British designers are worried about competition from universities
British design associations are sounding the alarm: due to competition from universities, professional designers are unemployed.
Many designers complain about the difficult life of clients ordering website design from students and blame the “civilized” countries, where everything seems to be wrong, but much better. They say clients there are educated, non-greedy, they understand that you need to order work from professionals, etc. In general, not the designer’s life, but raspberries :)
However, this opinion does not quite correspond to reality, moreover, our colleagues in Britain have even harder. If Ukrainian and Russian design companies have to compete for low-budget orders with the so-called “Hungry students” who make any website 50/100/500 uev, the UK is still worse (for design studios).
In addition to similar competition in the low-budget sector, which everyone is generally accustomed to, British studios have recently had to compete in the struggle for more profitable orders, but not with individual students or self-educated teams, but directly with universities that offer development quite complex projects in the field of design (industrial, web, multimedia) for a nominal fee or even for nothing. “Where does this generosity come from?” You ask. The fact is that universities receive funding from the state or charitable foundations, which they use to develop their students' educational projects. Moreover, unlike our universities, they strive to implement real projects for real customers so that graduates really have practical experience. As a rule, universities try to find these projects in organizations from their region, and to make their risk-free proposal they offer to work for nothing or for ridiculous money. They can afford it, because have state or sponsor funding allocated for this. As a result, local design companies lose orders because Naturally, customers do not mind getting a design project for free or very cheap. Among other things, this, by the way, leads to such an effect as problems with the employment of university graduates, studios that have received fewer orders due to competition with universities do not expand the staff and cannot take on new employees. They can afford it, because have state or sponsor funding allocated for this. As a result, local design companies lose orders because Naturally, customers do not mind getting a design project for free or very cheap. Among other things, this, by the way, leads to such an effect as problems with the employment of university graduates, studios that have received fewer orders due to competition with universities do not expand the staff and cannot take on new employees. They can afford it, because have state or sponsor funding allocated for this. As a result, local design companies lose orders because Naturally, customers do not mind getting a design project for free or very cheap. Among other things, this, by the way, leads to such an effect as problems with the employment of university graduates, studios that have received fewer orders due to competition with universities do not expand the staff and cannot take on new employees.
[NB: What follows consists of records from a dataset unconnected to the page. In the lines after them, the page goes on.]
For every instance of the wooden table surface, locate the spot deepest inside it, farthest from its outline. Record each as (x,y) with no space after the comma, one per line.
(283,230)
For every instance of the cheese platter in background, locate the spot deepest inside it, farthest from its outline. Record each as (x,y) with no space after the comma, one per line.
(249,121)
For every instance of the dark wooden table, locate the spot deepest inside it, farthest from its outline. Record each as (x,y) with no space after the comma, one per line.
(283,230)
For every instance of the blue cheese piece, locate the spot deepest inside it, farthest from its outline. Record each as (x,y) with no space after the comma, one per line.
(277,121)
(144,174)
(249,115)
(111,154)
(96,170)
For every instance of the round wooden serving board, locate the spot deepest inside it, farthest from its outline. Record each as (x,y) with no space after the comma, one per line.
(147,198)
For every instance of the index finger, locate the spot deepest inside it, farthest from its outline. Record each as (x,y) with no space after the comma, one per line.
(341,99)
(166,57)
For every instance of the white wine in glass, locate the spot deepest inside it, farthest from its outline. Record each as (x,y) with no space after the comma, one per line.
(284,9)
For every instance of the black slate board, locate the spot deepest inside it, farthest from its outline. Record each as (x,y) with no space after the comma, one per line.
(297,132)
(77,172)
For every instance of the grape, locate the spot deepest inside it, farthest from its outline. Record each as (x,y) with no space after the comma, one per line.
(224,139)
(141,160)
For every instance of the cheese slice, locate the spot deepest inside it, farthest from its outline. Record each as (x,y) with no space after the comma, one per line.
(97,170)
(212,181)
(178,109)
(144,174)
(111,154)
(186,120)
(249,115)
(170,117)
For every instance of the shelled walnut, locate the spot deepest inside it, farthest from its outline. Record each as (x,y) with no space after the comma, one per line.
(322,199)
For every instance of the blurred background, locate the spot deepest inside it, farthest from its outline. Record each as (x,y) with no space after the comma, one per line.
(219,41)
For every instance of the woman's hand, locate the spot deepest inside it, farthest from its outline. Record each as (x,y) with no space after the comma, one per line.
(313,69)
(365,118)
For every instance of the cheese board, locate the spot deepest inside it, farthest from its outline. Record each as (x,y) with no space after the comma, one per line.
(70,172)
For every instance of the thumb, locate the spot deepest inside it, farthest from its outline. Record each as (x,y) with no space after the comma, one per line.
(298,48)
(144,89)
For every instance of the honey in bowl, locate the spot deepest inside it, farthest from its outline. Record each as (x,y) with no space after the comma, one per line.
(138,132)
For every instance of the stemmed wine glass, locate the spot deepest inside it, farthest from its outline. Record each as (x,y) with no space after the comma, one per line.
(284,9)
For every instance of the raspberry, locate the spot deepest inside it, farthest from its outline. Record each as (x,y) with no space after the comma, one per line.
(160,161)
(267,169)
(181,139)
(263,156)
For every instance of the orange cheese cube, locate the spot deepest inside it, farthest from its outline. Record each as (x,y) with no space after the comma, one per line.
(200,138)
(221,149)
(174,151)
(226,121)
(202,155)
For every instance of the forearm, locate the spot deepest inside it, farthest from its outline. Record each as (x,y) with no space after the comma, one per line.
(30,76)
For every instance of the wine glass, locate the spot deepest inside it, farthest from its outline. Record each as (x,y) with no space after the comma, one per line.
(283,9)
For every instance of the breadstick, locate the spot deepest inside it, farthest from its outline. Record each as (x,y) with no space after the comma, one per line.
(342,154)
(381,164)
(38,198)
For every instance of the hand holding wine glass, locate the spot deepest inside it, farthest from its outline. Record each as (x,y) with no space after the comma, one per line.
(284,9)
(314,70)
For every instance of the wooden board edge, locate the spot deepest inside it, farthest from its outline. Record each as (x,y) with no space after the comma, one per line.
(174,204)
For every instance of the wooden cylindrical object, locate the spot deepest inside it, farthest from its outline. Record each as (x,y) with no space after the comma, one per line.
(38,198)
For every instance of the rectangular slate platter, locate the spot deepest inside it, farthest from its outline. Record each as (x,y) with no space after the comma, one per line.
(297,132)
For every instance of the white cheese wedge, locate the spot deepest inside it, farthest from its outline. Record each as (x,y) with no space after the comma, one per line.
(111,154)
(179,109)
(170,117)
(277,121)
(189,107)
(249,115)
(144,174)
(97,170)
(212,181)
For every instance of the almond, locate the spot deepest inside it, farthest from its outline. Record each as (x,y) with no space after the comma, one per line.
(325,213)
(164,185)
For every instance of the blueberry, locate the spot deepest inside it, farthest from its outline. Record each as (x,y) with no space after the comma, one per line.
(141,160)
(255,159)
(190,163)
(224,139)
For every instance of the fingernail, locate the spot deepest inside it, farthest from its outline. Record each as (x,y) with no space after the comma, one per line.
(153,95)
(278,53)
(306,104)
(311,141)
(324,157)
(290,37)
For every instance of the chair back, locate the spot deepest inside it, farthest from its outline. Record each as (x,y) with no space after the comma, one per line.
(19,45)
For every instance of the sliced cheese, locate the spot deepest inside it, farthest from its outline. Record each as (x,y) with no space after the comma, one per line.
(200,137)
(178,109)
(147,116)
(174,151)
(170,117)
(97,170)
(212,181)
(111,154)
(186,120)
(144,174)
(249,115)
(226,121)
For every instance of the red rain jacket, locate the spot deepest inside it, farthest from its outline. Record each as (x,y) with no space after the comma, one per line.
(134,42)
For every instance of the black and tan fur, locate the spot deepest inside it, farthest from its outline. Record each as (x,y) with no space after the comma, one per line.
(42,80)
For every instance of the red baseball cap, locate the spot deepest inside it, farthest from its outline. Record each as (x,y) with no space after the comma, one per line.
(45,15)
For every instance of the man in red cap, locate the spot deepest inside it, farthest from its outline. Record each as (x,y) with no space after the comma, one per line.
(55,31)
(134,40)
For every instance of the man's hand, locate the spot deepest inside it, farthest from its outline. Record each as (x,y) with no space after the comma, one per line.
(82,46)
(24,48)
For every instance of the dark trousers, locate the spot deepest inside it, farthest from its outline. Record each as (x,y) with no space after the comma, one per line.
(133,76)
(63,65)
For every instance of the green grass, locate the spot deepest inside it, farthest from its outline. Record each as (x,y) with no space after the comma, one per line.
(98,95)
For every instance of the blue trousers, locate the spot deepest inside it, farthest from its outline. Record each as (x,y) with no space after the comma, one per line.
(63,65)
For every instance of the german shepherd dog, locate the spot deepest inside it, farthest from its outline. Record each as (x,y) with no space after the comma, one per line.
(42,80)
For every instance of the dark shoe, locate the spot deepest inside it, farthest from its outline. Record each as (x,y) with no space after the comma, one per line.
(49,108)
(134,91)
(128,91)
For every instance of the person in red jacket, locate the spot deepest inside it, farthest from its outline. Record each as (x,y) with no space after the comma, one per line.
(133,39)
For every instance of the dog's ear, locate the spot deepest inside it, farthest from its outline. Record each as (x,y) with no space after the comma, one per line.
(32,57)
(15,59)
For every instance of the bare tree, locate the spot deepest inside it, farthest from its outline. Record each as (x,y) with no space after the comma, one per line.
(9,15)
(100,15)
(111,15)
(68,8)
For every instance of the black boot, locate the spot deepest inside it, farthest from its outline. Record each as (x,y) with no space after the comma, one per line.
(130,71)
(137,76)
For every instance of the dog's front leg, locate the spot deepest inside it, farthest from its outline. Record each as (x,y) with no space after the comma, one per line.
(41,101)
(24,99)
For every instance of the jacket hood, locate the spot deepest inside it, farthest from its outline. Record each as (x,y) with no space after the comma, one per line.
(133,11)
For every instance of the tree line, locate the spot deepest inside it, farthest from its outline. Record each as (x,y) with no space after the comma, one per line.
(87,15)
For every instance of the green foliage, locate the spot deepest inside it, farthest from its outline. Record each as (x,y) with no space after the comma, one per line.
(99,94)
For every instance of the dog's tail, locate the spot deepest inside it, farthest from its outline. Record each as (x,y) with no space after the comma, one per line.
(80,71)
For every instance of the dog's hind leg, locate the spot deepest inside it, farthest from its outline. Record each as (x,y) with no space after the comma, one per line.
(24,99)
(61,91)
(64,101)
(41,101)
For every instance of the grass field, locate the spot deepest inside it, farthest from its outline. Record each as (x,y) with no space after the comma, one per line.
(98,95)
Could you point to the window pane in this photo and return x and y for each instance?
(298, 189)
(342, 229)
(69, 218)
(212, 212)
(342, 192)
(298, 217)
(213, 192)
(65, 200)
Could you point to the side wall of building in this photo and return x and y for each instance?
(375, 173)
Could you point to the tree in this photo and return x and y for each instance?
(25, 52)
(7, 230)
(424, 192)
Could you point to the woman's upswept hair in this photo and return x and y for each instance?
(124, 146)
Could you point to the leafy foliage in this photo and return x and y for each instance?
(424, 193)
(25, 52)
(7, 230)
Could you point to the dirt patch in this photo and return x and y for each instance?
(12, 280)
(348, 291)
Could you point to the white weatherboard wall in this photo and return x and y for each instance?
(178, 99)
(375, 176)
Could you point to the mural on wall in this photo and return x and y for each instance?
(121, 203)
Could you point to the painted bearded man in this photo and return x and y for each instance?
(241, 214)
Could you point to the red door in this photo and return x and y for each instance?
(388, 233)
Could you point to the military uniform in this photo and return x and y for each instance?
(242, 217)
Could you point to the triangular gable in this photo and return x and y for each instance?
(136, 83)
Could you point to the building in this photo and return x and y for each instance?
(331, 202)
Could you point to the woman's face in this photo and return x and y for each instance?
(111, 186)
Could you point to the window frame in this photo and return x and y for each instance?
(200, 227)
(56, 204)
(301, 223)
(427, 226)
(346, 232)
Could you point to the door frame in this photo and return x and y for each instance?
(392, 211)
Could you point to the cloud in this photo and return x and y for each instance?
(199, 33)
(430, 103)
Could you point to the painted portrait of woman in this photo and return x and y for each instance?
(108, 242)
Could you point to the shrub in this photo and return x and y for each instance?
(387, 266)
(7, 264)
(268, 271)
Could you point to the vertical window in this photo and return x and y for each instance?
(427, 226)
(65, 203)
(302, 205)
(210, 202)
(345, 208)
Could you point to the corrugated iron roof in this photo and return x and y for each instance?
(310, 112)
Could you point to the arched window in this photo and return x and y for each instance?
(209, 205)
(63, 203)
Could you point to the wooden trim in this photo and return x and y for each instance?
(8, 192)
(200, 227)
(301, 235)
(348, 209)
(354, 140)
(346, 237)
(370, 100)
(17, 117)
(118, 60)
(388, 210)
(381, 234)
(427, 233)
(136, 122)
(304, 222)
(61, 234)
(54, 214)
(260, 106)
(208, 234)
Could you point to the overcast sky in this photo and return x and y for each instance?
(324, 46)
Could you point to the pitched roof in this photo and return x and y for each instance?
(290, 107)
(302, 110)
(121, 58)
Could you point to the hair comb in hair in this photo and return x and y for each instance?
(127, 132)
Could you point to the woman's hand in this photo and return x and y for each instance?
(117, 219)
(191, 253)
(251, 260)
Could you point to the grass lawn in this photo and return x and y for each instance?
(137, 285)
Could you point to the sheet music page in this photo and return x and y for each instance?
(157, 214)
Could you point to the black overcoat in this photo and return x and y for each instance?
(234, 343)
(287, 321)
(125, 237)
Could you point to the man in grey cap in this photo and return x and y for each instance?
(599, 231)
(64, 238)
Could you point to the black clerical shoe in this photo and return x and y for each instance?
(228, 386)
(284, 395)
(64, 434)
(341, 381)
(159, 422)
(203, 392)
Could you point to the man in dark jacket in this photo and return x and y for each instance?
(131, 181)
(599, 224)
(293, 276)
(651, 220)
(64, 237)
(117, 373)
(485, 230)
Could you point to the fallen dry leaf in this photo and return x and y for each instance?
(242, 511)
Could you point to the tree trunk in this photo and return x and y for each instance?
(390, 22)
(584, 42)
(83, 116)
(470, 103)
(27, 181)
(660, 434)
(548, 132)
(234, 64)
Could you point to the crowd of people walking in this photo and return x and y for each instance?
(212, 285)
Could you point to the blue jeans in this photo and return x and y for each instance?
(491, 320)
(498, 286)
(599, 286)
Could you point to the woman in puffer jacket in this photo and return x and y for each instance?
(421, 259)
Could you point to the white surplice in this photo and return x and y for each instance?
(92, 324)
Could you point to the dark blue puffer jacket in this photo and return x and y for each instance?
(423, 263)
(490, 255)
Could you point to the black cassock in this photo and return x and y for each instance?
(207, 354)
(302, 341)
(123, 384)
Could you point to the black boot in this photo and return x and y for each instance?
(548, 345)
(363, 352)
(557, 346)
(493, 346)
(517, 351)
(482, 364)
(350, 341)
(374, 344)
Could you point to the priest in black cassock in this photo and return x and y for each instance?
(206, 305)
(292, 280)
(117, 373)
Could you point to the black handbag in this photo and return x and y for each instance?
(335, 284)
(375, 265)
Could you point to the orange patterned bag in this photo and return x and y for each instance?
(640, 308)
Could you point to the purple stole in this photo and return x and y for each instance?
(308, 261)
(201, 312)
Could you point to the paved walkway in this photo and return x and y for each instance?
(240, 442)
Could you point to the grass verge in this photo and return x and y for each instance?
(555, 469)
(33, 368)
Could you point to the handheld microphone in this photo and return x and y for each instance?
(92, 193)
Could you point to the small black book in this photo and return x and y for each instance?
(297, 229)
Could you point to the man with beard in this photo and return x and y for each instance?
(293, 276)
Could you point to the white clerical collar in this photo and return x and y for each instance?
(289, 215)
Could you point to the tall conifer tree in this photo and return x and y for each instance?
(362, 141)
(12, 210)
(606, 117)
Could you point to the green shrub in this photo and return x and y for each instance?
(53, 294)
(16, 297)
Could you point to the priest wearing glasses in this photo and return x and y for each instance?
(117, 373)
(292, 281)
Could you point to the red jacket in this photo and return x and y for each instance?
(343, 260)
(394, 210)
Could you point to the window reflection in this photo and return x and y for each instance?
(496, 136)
The British Designers Association rightly considers this competition to be not entirely fair and is trying to influence universities through supervisory authorities. How this will end is still unknown.
Personally, in my opinion, universities should develop educational projects through sponsoring local design studios, on the terms of attracting students to real projects. Thus, they would at the same time get to know potential employers.
Original on our corporate blog
Update. As I understand it, many here have the opinion that it’s just worthless designers in Britain who are worried about student competition. Type it is necessary to work better and clients will be drawn to you. In my opinion, however, there is a big difference between 2 situations:
- the student Jones comes to the customer company without any work experience and says that I will make the project 10 times cheaper than the Horns & Hoofs studio
- Professor Dr. Dr. comes to the customer company Jones, laureate ..., author ... and says that the project can be done by a group of his students, under his strict guidance and also 10 times cheaper or for nothing. Moreover, for all that, the work of a professor and a group of his students is really not free (it’s free or almost free only for the customer), but it’s funded by taxpayers, i.e. including and the Horns & Hoofs studio
In the first case, the competition is quite healthy, the service from a less qualified, inexperienced contractor is cheap enough and the customer chooses to either get the right quality for the right money or take a chance and get an incomprehensible quality for a little money.
In the case of a group of students under the guidance of a professor (we believe that he is a professional in the subject area), the risks of the customer to get a completely low-quality product are much lower, and the price remains zero or very low, and not due to healthy competition, optimization of business processes, etc. n. and due to subsidies.